- The potential authorization of New York online poker will be decided quickly.
- Budget battles in the state for the 2013-14 fiscal year face an April 1st legislative deadline.
- A failure for online poker to be included would likely push the matter off legislators’ calendars until early 2014.
A New York Senate budget proposal championed by the state’s Senate Majority Coalition includes language calling for the introduction of state-authorized online poker in New York.
The 2013-2014 budget proposal, co-signed by New York Senate leaders Jeff Klein and Dean Skelos, includes the following: “The Senate supports authorizing and regulating internet gaming for games of skill, including poker, to reflect recent changes in the classification of these games.”

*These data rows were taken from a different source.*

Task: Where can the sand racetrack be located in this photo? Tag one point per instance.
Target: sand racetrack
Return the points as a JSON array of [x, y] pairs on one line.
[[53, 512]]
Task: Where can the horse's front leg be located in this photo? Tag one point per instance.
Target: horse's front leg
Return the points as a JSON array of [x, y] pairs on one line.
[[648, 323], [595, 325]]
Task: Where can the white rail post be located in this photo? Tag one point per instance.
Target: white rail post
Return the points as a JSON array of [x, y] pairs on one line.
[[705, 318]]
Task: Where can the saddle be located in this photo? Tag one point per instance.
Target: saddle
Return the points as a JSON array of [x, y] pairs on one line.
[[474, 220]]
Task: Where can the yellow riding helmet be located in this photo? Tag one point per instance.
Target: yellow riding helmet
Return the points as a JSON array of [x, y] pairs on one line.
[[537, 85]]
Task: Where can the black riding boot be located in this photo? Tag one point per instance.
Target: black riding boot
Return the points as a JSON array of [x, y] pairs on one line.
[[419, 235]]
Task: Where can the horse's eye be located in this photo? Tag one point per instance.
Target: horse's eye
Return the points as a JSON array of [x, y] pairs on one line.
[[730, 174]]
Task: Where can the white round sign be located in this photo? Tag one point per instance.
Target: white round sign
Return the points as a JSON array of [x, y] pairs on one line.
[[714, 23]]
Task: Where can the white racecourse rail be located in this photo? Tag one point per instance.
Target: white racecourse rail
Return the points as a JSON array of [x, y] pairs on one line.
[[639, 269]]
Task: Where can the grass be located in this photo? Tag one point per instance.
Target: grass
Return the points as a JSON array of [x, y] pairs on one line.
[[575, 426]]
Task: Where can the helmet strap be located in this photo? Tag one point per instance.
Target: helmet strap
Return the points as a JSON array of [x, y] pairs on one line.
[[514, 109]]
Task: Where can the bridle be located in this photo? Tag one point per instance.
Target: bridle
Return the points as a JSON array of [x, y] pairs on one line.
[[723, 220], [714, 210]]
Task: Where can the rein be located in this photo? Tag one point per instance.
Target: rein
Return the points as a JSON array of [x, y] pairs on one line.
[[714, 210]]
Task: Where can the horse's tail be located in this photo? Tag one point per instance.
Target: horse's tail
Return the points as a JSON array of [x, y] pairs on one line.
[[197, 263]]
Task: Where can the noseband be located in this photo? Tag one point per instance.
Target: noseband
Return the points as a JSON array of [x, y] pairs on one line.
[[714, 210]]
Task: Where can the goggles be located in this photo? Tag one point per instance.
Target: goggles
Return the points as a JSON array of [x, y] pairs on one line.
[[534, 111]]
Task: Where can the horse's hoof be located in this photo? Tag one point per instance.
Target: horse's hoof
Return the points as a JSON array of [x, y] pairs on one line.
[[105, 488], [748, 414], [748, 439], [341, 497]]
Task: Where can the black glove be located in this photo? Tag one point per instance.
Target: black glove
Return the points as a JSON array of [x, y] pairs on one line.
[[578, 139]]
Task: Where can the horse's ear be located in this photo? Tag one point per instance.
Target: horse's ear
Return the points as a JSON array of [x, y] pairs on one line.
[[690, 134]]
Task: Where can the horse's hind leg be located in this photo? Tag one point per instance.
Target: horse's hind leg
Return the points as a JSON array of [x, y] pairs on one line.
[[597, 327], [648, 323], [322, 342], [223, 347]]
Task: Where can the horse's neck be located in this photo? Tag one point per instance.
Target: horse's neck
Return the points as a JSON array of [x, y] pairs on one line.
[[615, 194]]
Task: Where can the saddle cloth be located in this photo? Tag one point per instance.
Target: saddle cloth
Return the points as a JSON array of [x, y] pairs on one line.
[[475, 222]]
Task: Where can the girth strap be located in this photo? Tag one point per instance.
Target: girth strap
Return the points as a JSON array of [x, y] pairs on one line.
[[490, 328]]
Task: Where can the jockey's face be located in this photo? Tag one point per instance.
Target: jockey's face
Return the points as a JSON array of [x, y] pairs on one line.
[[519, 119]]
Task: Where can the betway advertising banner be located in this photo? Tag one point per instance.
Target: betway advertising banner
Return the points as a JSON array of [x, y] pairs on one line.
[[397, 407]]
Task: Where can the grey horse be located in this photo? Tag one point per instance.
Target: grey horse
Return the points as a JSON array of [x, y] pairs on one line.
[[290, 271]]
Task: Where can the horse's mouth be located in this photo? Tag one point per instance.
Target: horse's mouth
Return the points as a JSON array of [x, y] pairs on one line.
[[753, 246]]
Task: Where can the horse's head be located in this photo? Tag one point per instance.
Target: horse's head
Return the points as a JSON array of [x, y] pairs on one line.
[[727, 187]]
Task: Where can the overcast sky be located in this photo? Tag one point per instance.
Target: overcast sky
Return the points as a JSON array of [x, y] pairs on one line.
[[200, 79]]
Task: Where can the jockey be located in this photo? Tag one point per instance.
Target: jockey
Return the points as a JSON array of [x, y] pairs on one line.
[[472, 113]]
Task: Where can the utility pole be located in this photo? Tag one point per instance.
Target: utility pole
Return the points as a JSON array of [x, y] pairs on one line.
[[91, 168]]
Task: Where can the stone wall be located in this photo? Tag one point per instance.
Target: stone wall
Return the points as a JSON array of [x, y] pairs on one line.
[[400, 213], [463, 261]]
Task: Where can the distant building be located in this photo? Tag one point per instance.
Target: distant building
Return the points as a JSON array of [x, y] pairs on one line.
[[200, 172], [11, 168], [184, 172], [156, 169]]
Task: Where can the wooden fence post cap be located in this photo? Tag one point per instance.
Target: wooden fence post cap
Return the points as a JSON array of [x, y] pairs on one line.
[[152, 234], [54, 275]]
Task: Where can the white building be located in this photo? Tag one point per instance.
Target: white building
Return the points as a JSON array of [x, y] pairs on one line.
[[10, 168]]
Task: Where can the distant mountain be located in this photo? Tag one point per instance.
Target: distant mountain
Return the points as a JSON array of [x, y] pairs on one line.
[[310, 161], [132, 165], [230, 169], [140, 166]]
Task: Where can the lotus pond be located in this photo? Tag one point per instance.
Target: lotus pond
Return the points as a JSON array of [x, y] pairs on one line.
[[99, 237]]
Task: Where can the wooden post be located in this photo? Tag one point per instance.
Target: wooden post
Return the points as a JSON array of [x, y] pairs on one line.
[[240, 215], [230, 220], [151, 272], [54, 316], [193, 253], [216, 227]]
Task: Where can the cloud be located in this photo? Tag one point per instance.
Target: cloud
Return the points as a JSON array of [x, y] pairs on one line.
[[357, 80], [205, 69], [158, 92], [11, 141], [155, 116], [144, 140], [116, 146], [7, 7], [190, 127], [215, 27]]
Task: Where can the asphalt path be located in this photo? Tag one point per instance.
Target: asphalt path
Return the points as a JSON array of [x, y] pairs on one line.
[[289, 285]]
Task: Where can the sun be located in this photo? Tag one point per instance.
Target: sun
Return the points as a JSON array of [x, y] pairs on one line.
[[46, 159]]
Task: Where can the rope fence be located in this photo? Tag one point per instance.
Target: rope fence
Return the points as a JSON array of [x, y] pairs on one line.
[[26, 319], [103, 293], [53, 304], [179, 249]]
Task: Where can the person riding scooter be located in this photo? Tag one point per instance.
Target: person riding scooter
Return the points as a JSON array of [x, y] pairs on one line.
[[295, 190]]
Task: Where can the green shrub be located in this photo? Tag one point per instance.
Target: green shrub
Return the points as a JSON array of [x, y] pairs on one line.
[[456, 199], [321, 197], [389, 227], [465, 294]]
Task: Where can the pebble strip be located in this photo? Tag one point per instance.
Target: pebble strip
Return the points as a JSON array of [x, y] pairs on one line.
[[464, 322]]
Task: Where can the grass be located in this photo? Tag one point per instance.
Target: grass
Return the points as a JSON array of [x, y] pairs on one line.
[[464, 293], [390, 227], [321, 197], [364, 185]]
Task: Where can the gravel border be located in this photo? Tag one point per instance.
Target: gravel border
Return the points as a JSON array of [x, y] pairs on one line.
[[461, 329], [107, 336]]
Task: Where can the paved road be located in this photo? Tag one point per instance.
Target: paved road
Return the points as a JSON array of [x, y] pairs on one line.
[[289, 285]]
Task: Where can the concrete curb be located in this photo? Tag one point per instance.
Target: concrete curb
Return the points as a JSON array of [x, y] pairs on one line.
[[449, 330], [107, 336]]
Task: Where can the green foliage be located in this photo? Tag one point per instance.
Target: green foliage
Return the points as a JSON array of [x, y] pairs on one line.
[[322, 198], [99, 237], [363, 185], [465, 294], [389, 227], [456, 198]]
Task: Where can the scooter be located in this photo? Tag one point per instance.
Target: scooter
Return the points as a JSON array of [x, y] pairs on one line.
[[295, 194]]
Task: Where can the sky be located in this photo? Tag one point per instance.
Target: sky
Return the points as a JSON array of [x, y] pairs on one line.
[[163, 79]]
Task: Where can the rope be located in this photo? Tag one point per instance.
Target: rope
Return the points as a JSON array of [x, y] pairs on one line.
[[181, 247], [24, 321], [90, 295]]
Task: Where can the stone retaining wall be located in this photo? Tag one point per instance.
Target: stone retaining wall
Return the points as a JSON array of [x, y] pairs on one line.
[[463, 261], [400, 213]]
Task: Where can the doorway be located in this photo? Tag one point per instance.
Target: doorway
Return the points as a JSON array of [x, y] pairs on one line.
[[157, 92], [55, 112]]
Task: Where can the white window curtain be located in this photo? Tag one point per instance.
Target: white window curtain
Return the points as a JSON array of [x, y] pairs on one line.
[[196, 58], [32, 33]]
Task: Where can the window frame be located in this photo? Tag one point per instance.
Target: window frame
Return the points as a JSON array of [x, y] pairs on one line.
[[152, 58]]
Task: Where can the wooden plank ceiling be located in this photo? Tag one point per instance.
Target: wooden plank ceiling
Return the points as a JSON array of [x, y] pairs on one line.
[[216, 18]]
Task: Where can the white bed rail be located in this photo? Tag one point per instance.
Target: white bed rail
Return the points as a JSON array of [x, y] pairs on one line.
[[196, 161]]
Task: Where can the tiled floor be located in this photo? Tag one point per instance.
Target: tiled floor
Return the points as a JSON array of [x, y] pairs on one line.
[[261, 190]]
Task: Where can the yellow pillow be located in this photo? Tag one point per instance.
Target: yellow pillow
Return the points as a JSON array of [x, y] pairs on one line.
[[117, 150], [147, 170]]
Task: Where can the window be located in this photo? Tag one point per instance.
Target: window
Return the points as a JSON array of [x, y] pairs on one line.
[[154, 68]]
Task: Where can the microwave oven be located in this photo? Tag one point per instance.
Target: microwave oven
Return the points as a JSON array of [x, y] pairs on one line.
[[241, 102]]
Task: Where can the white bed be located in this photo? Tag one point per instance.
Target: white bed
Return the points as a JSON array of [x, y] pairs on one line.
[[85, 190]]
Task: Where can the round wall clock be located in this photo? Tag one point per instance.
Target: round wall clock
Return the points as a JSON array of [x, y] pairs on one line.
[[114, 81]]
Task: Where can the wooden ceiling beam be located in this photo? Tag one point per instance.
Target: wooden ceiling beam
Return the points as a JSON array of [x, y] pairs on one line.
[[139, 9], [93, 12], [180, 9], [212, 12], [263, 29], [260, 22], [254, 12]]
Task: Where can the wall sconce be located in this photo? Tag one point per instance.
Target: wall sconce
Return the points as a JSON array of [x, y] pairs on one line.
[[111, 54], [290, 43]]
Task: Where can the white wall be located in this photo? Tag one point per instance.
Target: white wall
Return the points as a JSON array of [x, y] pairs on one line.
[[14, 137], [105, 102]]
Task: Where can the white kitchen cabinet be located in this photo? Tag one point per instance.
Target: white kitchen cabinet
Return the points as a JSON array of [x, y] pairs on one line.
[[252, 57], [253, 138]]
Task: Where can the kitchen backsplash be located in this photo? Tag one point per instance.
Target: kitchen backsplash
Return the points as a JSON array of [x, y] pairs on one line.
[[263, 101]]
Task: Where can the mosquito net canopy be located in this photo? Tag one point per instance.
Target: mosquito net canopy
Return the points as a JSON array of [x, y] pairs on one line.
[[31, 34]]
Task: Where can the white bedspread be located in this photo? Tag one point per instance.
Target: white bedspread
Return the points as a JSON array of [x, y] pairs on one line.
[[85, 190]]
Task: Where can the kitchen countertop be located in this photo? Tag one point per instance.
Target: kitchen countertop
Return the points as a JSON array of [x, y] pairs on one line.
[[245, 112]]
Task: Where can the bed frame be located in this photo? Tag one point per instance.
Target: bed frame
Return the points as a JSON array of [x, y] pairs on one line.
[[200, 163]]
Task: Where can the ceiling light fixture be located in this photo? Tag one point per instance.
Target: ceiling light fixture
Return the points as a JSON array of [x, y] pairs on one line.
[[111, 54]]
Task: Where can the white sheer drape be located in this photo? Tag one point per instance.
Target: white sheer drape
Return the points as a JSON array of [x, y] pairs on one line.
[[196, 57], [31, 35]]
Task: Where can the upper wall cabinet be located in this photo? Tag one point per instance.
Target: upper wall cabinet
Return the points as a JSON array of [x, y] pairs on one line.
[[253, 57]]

The online poker revenue could add as much as $100 million annually to state coffers, and comes as the state’s Senate also battles with NY Governor Andrew Cuomo over the authorization and placement of between three and seven possible new land-based casinos within New York State.
According to a Newsday report on the budget proposal, aides for Klein and Skelos are relying “on a state court ruling that determined poker is considered a 'game of skill’ and not a legally prohibited 'game of chance.’ However, that assertion appears to refer to the EDNY judgment in the DiCristina case presided over by Judge Jack Weinstein, which is a federal case, not a state one.